I'm a pretty bright guy, but I'm not necessarily the smartest guy in the room. I've been lucky that way, learning a lot from people who knew more. I also worked hard not just to keep up with people who were smarter than me, but ideally to stay a step or two ahead.

I loved being this guy. I got really good at being him. I was well paid. I also was also overweight, lived on colas, potato chips and asprin. I don't need a lot of sleep, but everybody needs more than the hour or two that I got. People guessing my age were off by years and not in a good way.

Reading "UltraMarathon Man", I could see myself. This guy ran from Sonoma to Santa Cruz. This is my home territory, I know how long it takes to drive that. He ran 100 mile marathons. He ran a marthon at the south pole. He trained to endure. I understand that.

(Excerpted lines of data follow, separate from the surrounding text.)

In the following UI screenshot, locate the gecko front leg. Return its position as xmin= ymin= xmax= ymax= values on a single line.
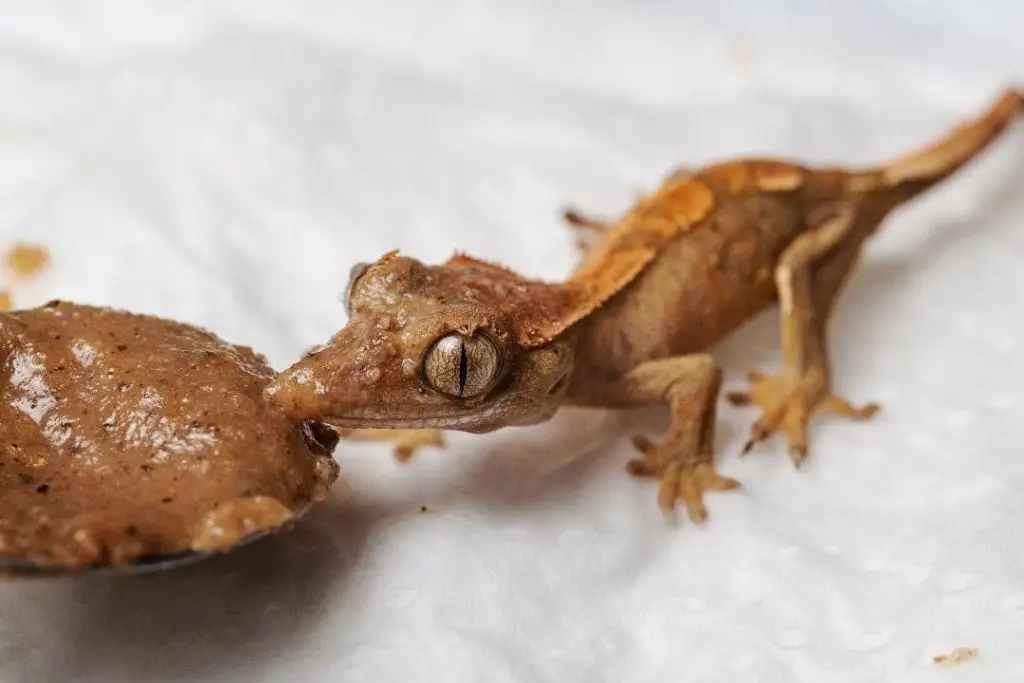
xmin=582 ymin=354 xmax=740 ymax=522
xmin=727 ymin=204 xmax=881 ymax=465
xmin=336 ymin=428 xmax=445 ymax=463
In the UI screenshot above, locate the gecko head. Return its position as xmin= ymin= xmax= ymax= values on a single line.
xmin=266 ymin=252 xmax=574 ymax=433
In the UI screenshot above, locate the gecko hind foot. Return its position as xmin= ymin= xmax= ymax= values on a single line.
xmin=726 ymin=372 xmax=879 ymax=466
xmin=626 ymin=435 xmax=740 ymax=523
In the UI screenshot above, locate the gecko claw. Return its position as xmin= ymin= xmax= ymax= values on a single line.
xmin=739 ymin=417 xmax=781 ymax=456
xmin=627 ymin=434 xmax=740 ymax=523
xmin=789 ymin=443 xmax=808 ymax=467
xmin=729 ymin=371 xmax=879 ymax=465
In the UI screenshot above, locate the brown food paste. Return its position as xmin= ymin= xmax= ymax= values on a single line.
xmin=0 ymin=301 xmax=338 ymax=571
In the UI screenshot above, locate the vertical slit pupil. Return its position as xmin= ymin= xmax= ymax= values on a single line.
xmin=458 ymin=341 xmax=468 ymax=394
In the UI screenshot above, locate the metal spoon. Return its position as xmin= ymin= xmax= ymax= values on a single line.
xmin=0 ymin=501 xmax=315 ymax=578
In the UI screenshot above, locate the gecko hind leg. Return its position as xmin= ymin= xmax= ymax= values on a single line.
xmin=726 ymin=204 xmax=881 ymax=466
xmin=562 ymin=164 xmax=690 ymax=250
xmin=590 ymin=353 xmax=740 ymax=522
xmin=561 ymin=207 xmax=614 ymax=255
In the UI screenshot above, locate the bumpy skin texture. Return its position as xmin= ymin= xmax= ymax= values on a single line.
xmin=269 ymin=89 xmax=1023 ymax=523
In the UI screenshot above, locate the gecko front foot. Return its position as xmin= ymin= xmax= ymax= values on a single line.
xmin=335 ymin=428 xmax=445 ymax=463
xmin=626 ymin=435 xmax=740 ymax=523
xmin=726 ymin=371 xmax=879 ymax=466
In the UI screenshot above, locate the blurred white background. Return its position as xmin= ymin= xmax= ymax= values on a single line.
xmin=1 ymin=1 xmax=1023 ymax=682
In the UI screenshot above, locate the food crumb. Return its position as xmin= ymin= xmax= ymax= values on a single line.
xmin=3 ymin=243 xmax=50 ymax=278
xmin=0 ymin=241 xmax=51 ymax=310
xmin=933 ymin=647 xmax=978 ymax=667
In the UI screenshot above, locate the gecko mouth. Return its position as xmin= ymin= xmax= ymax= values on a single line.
xmin=326 ymin=415 xmax=476 ymax=430
xmin=320 ymin=400 xmax=515 ymax=432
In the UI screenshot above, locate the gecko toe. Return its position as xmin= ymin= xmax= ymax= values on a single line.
xmin=741 ymin=413 xmax=784 ymax=456
xmin=625 ymin=459 xmax=656 ymax=477
xmin=667 ymin=462 xmax=739 ymax=523
xmin=678 ymin=476 xmax=707 ymax=524
xmin=747 ymin=370 xmax=768 ymax=383
xmin=731 ymin=370 xmax=878 ymax=466
xmin=630 ymin=434 xmax=659 ymax=456
xmin=814 ymin=396 xmax=881 ymax=421
xmin=725 ymin=390 xmax=752 ymax=406
xmin=788 ymin=443 xmax=808 ymax=467
xmin=626 ymin=434 xmax=661 ymax=477
xmin=697 ymin=465 xmax=741 ymax=491
xmin=629 ymin=438 xmax=739 ymax=523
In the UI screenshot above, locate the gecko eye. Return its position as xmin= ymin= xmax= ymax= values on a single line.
xmin=423 ymin=333 xmax=500 ymax=398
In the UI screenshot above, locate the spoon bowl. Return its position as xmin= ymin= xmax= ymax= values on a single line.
xmin=0 ymin=521 xmax=288 ymax=578
xmin=1 ymin=302 xmax=339 ymax=579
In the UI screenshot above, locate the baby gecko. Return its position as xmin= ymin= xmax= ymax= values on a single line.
xmin=268 ymin=89 xmax=1022 ymax=523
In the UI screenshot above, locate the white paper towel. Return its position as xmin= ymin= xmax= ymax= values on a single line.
xmin=1 ymin=1 xmax=1023 ymax=681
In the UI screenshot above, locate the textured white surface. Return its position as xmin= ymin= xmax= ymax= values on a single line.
xmin=1 ymin=2 xmax=1024 ymax=681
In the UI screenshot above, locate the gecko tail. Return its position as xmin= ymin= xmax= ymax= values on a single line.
xmin=844 ymin=88 xmax=1023 ymax=205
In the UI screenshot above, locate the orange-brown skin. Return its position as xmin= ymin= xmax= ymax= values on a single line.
xmin=269 ymin=89 xmax=1023 ymax=523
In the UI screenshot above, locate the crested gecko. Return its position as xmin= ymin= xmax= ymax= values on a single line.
xmin=268 ymin=89 xmax=1023 ymax=523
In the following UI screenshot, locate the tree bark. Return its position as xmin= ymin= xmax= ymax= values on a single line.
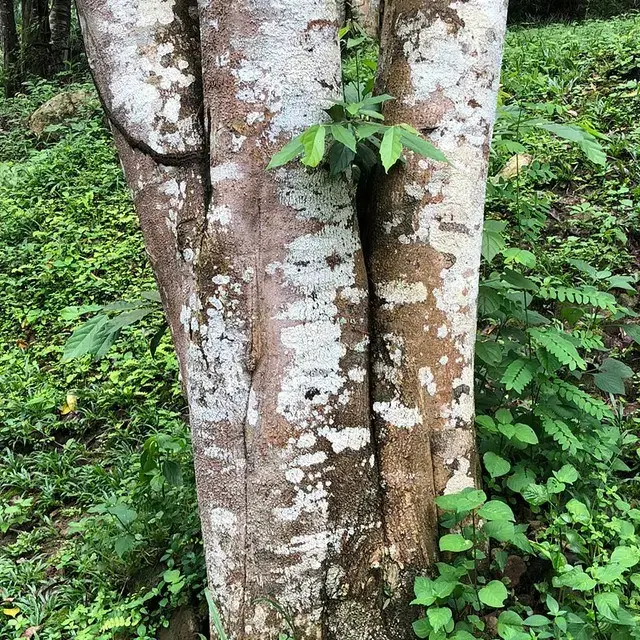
xmin=348 ymin=0 xmax=381 ymax=38
xmin=49 ymin=0 xmax=70 ymax=72
xmin=0 ymin=0 xmax=19 ymax=96
xmin=75 ymin=0 xmax=508 ymax=638
xmin=369 ymin=0 xmax=508 ymax=616
xmin=21 ymin=0 xmax=50 ymax=77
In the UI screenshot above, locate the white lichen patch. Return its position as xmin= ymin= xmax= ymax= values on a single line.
xmin=376 ymin=280 xmax=428 ymax=309
xmin=83 ymin=0 xmax=201 ymax=156
xmin=318 ymin=426 xmax=371 ymax=453
xmin=373 ymin=400 xmax=423 ymax=428
xmin=419 ymin=366 xmax=437 ymax=396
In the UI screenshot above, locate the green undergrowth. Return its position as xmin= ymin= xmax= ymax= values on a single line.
xmin=0 ymin=14 xmax=639 ymax=640
xmin=0 ymin=80 xmax=205 ymax=639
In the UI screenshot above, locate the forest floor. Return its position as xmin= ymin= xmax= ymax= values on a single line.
xmin=1 ymin=13 xmax=639 ymax=640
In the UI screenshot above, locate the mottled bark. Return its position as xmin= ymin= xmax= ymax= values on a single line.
xmin=369 ymin=0 xmax=508 ymax=619
xmin=21 ymin=0 xmax=50 ymax=77
xmin=0 ymin=0 xmax=19 ymax=96
xmin=75 ymin=0 xmax=508 ymax=638
xmin=347 ymin=0 xmax=380 ymax=38
xmin=48 ymin=0 xmax=70 ymax=71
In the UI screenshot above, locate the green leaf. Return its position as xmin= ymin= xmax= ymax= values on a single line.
xmin=114 ymin=534 xmax=135 ymax=558
xmin=205 ymin=589 xmax=229 ymax=640
xmin=60 ymin=304 xmax=103 ymax=320
xmin=478 ymin=580 xmax=508 ymax=608
xmin=535 ymin=121 xmax=606 ymax=165
xmin=481 ymin=220 xmax=507 ymax=263
xmin=478 ymin=500 xmax=515 ymax=522
xmin=162 ymin=460 xmax=183 ymax=487
xmin=379 ymin=126 xmax=403 ymax=172
xmin=554 ymin=464 xmax=578 ymax=484
xmin=412 ymin=618 xmax=430 ymax=639
xmin=427 ymin=607 xmax=452 ymax=633
xmin=566 ymin=499 xmax=591 ymax=524
xmin=62 ymin=314 xmax=110 ymax=361
xmin=498 ymin=610 xmax=525 ymax=639
xmin=593 ymin=563 xmax=625 ymax=584
xmin=593 ymin=357 xmax=633 ymax=395
xmin=328 ymin=142 xmax=356 ymax=176
xmin=436 ymin=488 xmax=486 ymax=513
xmin=439 ymin=534 xmax=473 ymax=553
xmin=594 ymin=592 xmax=620 ymax=620
xmin=330 ymin=124 xmax=357 ymax=152
xmin=502 ymin=248 xmax=536 ymax=268
xmin=611 ymin=545 xmax=640 ymax=568
xmin=106 ymin=308 xmax=153 ymax=332
xmin=398 ymin=127 xmax=448 ymax=163
xmin=475 ymin=339 xmax=503 ymax=366
xmin=552 ymin=567 xmax=596 ymax=591
xmin=483 ymin=452 xmax=511 ymax=479
xmin=622 ymin=324 xmax=640 ymax=344
xmin=524 ymin=614 xmax=550 ymax=627
xmin=501 ymin=358 xmax=536 ymax=393
xmin=300 ymin=125 xmax=327 ymax=167
xmin=267 ymin=134 xmax=304 ymax=169
xmin=512 ymin=423 xmax=539 ymax=445
xmin=483 ymin=520 xmax=515 ymax=543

One day, I blanked. I was giving a presentation. A two cola presentation, which meant I brought along two colas to help keep myself awake while I was talking. It was morning, who knows how many colas I would consume throughout the day, a day which probably had me leaving the building around 2 a.m. It would take about an hour to get home. I'd probably be back before ten the next morning.

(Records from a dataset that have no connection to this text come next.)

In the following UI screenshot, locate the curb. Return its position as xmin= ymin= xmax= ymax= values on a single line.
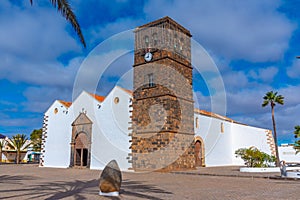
xmin=170 ymin=171 xmax=286 ymax=180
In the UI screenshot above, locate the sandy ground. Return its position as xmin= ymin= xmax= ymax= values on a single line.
xmin=0 ymin=164 xmax=299 ymax=200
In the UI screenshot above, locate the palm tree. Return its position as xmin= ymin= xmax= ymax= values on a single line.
xmin=0 ymin=139 xmax=7 ymax=163
xmin=8 ymin=134 xmax=31 ymax=164
xmin=30 ymin=0 xmax=86 ymax=48
xmin=262 ymin=91 xmax=284 ymax=167
xmin=294 ymin=125 xmax=300 ymax=154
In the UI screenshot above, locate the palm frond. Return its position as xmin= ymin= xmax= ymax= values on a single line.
xmin=262 ymin=100 xmax=269 ymax=107
xmin=0 ymin=140 xmax=7 ymax=149
xmin=9 ymin=134 xmax=30 ymax=150
xmin=30 ymin=0 xmax=86 ymax=48
xmin=275 ymin=95 xmax=284 ymax=105
xmin=50 ymin=0 xmax=86 ymax=47
xmin=294 ymin=125 xmax=300 ymax=138
xmin=262 ymin=91 xmax=284 ymax=107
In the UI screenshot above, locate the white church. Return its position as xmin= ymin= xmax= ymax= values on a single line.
xmin=40 ymin=85 xmax=275 ymax=170
xmin=40 ymin=17 xmax=275 ymax=171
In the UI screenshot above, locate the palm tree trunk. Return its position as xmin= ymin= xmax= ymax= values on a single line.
xmin=271 ymin=105 xmax=280 ymax=167
xmin=16 ymin=150 xmax=20 ymax=164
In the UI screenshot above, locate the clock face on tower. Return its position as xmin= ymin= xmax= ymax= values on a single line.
xmin=144 ymin=52 xmax=152 ymax=62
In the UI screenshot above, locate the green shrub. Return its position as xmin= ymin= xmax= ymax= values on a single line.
xmin=235 ymin=147 xmax=276 ymax=167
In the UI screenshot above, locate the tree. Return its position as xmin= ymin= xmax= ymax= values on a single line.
xmin=235 ymin=147 xmax=276 ymax=167
xmin=294 ymin=125 xmax=300 ymax=154
xmin=30 ymin=129 xmax=42 ymax=152
xmin=30 ymin=0 xmax=86 ymax=48
xmin=8 ymin=134 xmax=31 ymax=164
xmin=0 ymin=139 xmax=7 ymax=163
xmin=262 ymin=91 xmax=284 ymax=167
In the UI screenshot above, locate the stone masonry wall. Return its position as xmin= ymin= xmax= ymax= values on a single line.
xmin=130 ymin=17 xmax=195 ymax=171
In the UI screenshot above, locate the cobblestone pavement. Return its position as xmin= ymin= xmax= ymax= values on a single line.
xmin=0 ymin=164 xmax=299 ymax=200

The presentation wasn't going that well really. I was fine, doing the full on mad scientist thing, leading the group through a series of complex abstractions without any notes. They weren't really following. My presentation wasn't bad, but it was difficult material and I was talking non-stop and writing furiously on the white board and they just weren't up to the task of following and I wasn't up to the task of simplifying.

It was a dazzling performance. I was the hero coder.

And then I blanked.

I was exhausted. I was on autopilot. I wrote up on the board: function name. Open paren. Then, nothing.

There should have been a parameter name. Instead, just white space. White space on the white board, white space in my head.

I stood there at the white board, pen not quite touching the surface, waiting for the next token.

Nothing.

I stood there, pen poised, I have no idea for how long. I didn't panic. I didn't think. A little ways into this, one of my collegues said, "Give him a minute, he's really sleep deprived right now." I didn't really understand what she'd said, I just recorded it. And continued to stare at the white void.

The moment passed, finally. I have no idea how long I'd stood there, it seemed like forever. And then suddenly the flow clicked back on and away I went.

But afterwards, thinking about the moment. I wondered what it was I'd really become and decided that was no longer the person I needed to be. I was ready to move on. I could run the marthon, I didn't need to run the marathon. I had run it, further and better than most. It took a long time to change gears. I continued to be hero coder, but I was because I was, not because I tried to be. And now, I'm the next thing.